En seguida recuerdo mi situación. Estoy en un hospital, aunque no recuerdo por qué. Huele a antiséptico y el único ruido que se escuchan son los pitidos de las máquinas. No puedo mover, en general, ninguna parte de mi cuerpo, a si que, al abrir los ojos, solo veo el luminoso techo blanco. Intento recordar, pero por más vueltas que le doy, no encuentro una respuesta. Poco a poco, voy moviendo los dedos de los pies y las manos, pero al intentar doblar las rodillas un alardido de dolor recorre todo mi cuerpo terminando en mi cabeza, donde se queda permanentemente. La puerta de la habitación se abre lentamente y unos pasos se escuchan.

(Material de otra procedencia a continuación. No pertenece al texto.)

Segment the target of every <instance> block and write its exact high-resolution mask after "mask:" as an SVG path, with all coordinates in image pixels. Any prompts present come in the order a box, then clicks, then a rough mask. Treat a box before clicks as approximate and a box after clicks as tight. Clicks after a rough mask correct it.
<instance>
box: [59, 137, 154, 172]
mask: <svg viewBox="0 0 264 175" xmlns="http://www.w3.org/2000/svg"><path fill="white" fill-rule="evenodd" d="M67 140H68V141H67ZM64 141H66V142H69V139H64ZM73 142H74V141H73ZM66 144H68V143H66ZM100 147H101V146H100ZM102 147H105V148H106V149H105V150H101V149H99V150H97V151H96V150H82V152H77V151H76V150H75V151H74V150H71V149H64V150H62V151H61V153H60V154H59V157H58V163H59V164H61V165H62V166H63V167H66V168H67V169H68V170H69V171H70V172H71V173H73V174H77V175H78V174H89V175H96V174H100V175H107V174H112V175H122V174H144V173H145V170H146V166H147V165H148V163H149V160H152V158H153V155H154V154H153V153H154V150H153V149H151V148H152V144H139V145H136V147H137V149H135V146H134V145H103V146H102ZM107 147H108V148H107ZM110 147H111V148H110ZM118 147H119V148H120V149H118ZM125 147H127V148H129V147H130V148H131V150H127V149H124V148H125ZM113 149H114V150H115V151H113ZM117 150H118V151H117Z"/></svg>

En mi campo de visión aparece la cara de una mujer de edad media, ojos oscuros y pelo castaño.

-Vaya, por fin se ha despertado. Iré a avisar al doctor.

Y sin más, sale tan rápido como ha entrado.

No aparece nadie, empiezo a pensar que esa mujer se ha olvidado de mí. Pero no es así. Al poco tiempo entran dos personas. Cuando alcanzo a verlas, puedo ver que son la chica de antes y el que parece ser mi doctor.

-Buenos días Emma, soy el doctor Harries, te he estado atendiendo durante tu tiempo en coma.

La enfermera se acerca a las máquinas, toca unos botones, quita algunos cables y me sustituye la mascarilla que llevaba por unos tubos de oxígeno que pasan por detrás de mis orejas. Miles de preguntas se agolpan en mi mente, aunque solamente una logra pronunciarse.

-¿Qué me ha pasado?-mi voz sale ronca, seca y baja.

-Tuviste un accidente de coche.-dice, como si evitara la pregunta.

Me aclaro la garganta

-¿Mi familia?

-Siento anunciarle del fallecimiento de sus padres, su hermano se despertó hace unos días, está en perfecto estado.

No. Debo de haber escuchado mal. Esto debe de ser otro sueño. ¿Mis padres? ¿Muertos? ¿Qué será de mi ahora? ¿Y de Gabriel?

Gabriel. Seguro que él ya lo sabe. Un nudo se forma en mi garganta, quiero que todo el peso que siento en el estómago se vaya y la única forma posible es desaparecer. No puedo seguir viviendo sin mis padres. Simplemente, no lo acepto. Mis propios padres, los que siempre han estado ahí, para ayudarme con lo que sea. Las personas que me han cuidado y criados hasta ahora. Estoy muy confundida y desorientada.

-¿Cuanto tiempo llevo en coma?-Digo, con voz apagada, el nudo que siento en la garganta no me permite hablar bien, y la pena me consume.

-2 meses. Hoy es 22 de agosto, las 13.50, concretamente. En el tiempo que le quede aquí le haremos pruebas para comprobarlo todo, en unas semanas podrá irse a casa.

Sin más, sale de la habitación con la enfermera a sus espaldas.

Lloro. Lloro durante horas, hasta que no puedo más y siento que me voy a secar. Cuando me calmo un poco, busco por los laterales de la cama el mando que la controla y consigo incorporarme. Respiro hondo, los tubos me hacen cosquillas en la nariz. Apoyo los pies en el frío suelo y me tambaleo, noto perfectamente la reducción de peso durante estos meses. Con mucho trabajo y arrastrando el suero por delante de mí, consigo llegar al cuarto de baño. Apoyo mi peso sobre las muñecas, que reposan en el borde del lavabo, y me observo. La piel está muy pálida, en comparación a la bronceada que tenía antes. Tengo aspecto enfermizo, mi enmarañado pelo cae como una cascada sobre mi espalda, estoy extremadamente delgada, vestida con una bata blanca. La cara surcada en lágrimas, y los ojos inyectados en sangre. Sin ningún pensamiento, vuelvo a duras penas a la cama, donde me tumbo, cerrando mis ojos y acabando dormida.